I'd kinda like to hear what goes through your mind every once in a while, I wouldn't guarantee an answer to it, but I'd read it..
Sometimes just talking knowing someone's listening helps, doesn't it?


By anonymous at 22,Feb,12 22:42

i would suggest you join the military.....after the first 6 months its not bad and you would sure meet some people who would be closer to you than any of those so called friends who forgot about you. Plus its a real good way to get out of your anti social bubble. It helped me and I was basically the same exact way


By anonymous at 22,Feb,12 23:34

hey whats up.. not gnna judge u bro i really relate to this and i've been to this site a lot so that's saying something.. i'm 27 and when i was your age i was writing really depressing songs so i remember what that was like.. basically you are lonely and lacking anything significant to your life.. my advice to you is try to look for something you like that will help get your mind off the lame boring bs of life.. this way its not 100% lame, and instead maybe 50% lame

you are worn out, not physically, but in your spirit.. you need to refresh yourself either through your church and relationship with God, or through a girlfriend, or through your own self expression, or a hobby, or something constructive that isn't tedious or boring.. lets face it, life is very boring and uneventful sometimes.. try to outline a time to find a passion, but put an end date on it because you are young and need to be trying to get on a school or career path.. you have to find something that breathes life back into you bro

and always try not to be lonely and exercise when u can


By anonymous at 23,Feb,12 04:32

when i read ur story i dint believe there is someone with my exact life facing my prob somewhere else lmao dude if u ever find a solution to ur life tell me coz i really will need it


By Mister B-Don at 23,Feb,12 10:52

Im gonna get straight to the point. You need develop a personal relationship with Jesus Christ and get baptized. Fuck friends at least for now. You can't say marriage is a joke if you never been married. You just can't assume it's bad. Keep your head up. It's not gonna be easy to make it to Heaven. Everyone is different.
By anonymous at 23,Feb,12 15:00

I'm gonna get straight to the point, dont use a swear in the same paragraph as baptising yourself through Jesus Christ. K thanks.
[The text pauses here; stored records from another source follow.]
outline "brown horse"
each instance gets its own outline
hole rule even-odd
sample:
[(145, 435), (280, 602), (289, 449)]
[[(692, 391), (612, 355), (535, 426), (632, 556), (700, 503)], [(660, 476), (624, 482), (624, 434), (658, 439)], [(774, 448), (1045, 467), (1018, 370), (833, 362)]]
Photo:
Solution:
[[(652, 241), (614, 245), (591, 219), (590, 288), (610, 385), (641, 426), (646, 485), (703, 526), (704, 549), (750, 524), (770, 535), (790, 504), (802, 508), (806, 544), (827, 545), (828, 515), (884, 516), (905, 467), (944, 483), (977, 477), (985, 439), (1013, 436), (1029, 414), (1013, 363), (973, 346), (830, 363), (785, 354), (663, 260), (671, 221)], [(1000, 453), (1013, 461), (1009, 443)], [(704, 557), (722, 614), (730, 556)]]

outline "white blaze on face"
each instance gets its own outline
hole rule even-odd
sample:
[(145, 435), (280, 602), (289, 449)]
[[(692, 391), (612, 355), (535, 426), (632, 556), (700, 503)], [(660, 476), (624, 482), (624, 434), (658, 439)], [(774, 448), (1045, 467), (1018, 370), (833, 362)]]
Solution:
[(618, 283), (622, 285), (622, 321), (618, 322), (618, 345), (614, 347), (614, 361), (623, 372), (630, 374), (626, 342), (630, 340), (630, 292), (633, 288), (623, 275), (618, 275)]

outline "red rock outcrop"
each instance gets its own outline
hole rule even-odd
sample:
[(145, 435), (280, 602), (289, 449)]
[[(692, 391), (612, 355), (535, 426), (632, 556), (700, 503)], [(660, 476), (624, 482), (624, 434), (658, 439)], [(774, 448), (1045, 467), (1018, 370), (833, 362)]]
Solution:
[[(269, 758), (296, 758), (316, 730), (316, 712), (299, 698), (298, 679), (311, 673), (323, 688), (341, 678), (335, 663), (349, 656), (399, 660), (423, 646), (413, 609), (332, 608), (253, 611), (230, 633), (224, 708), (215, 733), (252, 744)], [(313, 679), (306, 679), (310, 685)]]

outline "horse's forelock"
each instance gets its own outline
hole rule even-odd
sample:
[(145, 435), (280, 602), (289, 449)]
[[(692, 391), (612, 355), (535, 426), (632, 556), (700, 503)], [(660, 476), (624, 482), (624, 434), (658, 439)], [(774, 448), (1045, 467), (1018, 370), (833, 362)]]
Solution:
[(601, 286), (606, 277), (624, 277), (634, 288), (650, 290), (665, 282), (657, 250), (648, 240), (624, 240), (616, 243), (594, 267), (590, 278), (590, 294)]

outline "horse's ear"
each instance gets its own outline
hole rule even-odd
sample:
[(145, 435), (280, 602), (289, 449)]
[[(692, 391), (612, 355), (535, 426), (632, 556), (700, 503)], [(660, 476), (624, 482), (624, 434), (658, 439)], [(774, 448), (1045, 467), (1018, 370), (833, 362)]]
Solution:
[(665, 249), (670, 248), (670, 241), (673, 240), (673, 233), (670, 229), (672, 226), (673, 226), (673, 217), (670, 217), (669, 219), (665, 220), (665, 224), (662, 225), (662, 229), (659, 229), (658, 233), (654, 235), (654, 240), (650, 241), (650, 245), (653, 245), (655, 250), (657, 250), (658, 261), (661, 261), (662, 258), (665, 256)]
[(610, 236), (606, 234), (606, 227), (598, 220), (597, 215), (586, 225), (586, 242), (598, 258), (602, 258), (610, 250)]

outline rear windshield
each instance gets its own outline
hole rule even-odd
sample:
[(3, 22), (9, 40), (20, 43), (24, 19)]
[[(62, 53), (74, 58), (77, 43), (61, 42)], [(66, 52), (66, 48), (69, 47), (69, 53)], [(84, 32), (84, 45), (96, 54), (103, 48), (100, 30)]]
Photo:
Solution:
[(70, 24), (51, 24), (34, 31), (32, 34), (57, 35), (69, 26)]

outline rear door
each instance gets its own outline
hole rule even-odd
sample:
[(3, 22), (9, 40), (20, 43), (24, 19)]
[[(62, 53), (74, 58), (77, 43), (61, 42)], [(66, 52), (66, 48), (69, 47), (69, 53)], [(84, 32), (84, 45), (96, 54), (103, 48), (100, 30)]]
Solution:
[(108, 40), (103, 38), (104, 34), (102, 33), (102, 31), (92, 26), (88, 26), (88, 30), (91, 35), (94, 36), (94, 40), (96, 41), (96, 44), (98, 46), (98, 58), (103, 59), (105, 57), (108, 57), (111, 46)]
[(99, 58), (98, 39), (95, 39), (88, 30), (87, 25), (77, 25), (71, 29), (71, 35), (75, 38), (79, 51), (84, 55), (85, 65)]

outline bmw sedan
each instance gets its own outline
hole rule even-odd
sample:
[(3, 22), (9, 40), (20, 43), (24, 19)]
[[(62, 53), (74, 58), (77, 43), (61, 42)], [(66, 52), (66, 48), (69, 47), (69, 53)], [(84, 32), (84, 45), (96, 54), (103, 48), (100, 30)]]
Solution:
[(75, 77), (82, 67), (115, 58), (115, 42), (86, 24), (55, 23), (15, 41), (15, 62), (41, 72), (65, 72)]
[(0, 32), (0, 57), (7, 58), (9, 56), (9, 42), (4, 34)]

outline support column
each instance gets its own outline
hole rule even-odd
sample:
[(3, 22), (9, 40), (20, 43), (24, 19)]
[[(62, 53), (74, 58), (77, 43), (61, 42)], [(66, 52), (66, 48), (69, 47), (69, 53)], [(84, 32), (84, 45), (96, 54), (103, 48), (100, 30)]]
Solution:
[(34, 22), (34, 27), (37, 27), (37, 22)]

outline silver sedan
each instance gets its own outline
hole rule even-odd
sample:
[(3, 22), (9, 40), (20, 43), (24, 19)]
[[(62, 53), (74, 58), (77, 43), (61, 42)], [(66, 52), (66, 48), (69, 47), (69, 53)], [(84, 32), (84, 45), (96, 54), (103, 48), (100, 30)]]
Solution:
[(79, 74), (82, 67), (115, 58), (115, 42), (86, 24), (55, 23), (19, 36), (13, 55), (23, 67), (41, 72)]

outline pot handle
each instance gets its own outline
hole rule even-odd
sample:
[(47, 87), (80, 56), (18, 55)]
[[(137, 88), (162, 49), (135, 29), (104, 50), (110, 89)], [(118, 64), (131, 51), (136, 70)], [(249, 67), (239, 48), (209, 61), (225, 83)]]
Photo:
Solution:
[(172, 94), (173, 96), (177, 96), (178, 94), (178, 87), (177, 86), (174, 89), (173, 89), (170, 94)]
By anonymous at 26,Feb,12 02:40

From Brazil
know where you're coming from. I to feel guilty for being whatever i am. don't know man. life is shit. but we have to push trough. why? Reason is bringing logic to an ilogic world. Just push trough. We're all rats. Throw all your suffering to me if i die, and you're happy i'm happy. I deserve to die. You need to push trough. I need to push trough. Far away and rooting for you.